Bir alt kümeden (Bu yılki adıyla TFF Birinci Lig- geçen yılki adıyla Lig A) gelip, ünlü ve pahalı futbolculardan kurulu Fenerbahçe'yi yenmesi yankı uyandırdı.
Belediye klüplerinin statüsü
Öte yandan akıllara Belediye kulüplerinin statüsü takıldı. Türkiye'de hemen her ilin sonuna "spor" eki eklenmiş bir kulübü var. Genel olarak sosyal, kültürel, sportif amaçlarla valiler, özel idareler ve belediyeler tarafından kurulan bu kulüplerde profesyonel olarak yıllardır futbol oynanıyor.
Bunun yanı sıra judodan küreğe, hentboldan badmintona varıncaya kadar çok sayıda amatör spor da bu kulüplerin bünyesinde yapılabiliyor. Belediye Kanunu belediyelere spor faaliyetleri yürütme konusunda epey yetki veriyor.
İSKİ profesyonel futbola para aktarmakla mükellef
Sezona Fenerbahçe galibiyeti ile başlayan İstanbul Büyükşehir Belediyesi de (İBB) Nurettin Sözen'in belediye başkanlığı döneminde "Spor kulübü derneği" statüsünde kuruldu.
Kulüp tüzüğünde, gelir elde etmek için yine kanun, yönetmelik çerçevesinde verilen faaliyetlerde bulunabiliyor. Balo, piyango, eğlence, temsil, konser gibi etkinliklerin yanında, aidatlar, müsabakalar, Spor Toto ve Spor Loto gibi kalemler de gelir getiren faaliyetler arasında.
Ancak bir madde dikkat çekici: 2908 sayılı Dernekler Kanunu'nun 61. maddesi gereğince İstanbul Büyükşehir Belediyesi, İstanbul Su ve Kanalizasyon İdaresi (İSKİ) Genel Müdürlüğü, İstanbul Elektrik Travmvay ve Tünel (İETT) Genel Müdürlüğü, İstanbul Büyükşehir Belediyesi'ne bağlı kurum ve kuruluşlar ile diğer kamu kurumlarınca yapılacak yardımlarla bağışlar da kulübe gelir getirebiliyor.
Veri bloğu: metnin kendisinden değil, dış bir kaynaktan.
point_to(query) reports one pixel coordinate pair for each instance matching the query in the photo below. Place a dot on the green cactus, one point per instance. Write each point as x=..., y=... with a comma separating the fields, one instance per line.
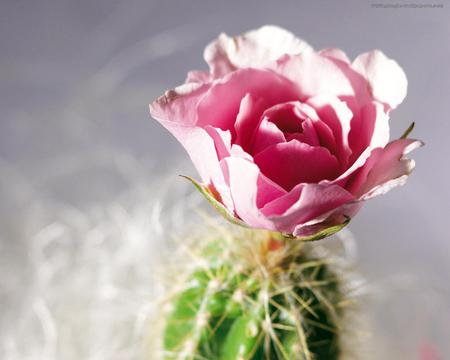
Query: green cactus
x=262, y=300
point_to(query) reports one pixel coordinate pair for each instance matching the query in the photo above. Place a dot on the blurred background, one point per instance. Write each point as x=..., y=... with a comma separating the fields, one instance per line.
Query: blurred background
x=88, y=182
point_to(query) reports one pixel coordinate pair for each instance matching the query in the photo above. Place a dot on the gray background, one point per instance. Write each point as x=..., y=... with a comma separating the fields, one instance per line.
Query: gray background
x=75, y=81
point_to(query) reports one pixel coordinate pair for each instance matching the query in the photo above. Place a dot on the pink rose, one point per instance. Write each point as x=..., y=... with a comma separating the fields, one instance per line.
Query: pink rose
x=286, y=138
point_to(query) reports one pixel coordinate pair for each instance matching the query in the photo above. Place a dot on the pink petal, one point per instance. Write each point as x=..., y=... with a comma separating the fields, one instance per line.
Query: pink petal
x=336, y=54
x=197, y=76
x=247, y=120
x=179, y=105
x=266, y=135
x=386, y=78
x=390, y=169
x=337, y=116
x=315, y=74
x=369, y=129
x=222, y=141
x=292, y=163
x=305, y=203
x=220, y=105
x=201, y=147
x=252, y=49
x=248, y=190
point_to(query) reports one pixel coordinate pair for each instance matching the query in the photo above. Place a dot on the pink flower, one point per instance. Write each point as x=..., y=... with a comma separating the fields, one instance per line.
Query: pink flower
x=286, y=138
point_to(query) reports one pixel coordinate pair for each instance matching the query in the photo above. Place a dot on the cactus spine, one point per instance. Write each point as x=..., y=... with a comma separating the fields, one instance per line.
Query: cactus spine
x=256, y=298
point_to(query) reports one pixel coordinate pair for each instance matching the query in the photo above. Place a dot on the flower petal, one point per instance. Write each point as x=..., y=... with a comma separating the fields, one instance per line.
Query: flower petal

Belediye kulüplerine kamu parasıyla destek...
Dolayısıyla aslında işi yatırım yapıp kamu hizmeti vermek, su sorununu halletmek, ulaşımla ilgili çözüm getirmek gibi sorumlulukları bulunan kamu kurumları da kulübe destek veriyor. Bu da aslında ligde taraftarı olmayan, büyük takımlar gibi gelir kaynağı bulunmayan belediye kulüplerine yine kamu parası üzerinden destek vermek anlamı taşıyor.
Şimdilik ilk üç sıraya oynama ihtimali görünmeyen bu kulüplerin TV yayınlarından da çok büyük bir katkı almadıkları düşünüldüğünde örneğin İSKİ ya da diğer belediye kuruluşlarına ait kamu kaynaklarının futbol takımına aktarılması anlamına geliyor.
Elbette belediyeler spor faaliyetlerine destek vermeli ama...
Aynı şekilde diğer illerde de benzer bir finansman modeli işliyor. Elbette belediyelerin spor faaliyetlerine destek vermesi gerekiyor. Gençlerin spor yapmalarını sağlamak yerel yönetimlerin görevlerinden biri.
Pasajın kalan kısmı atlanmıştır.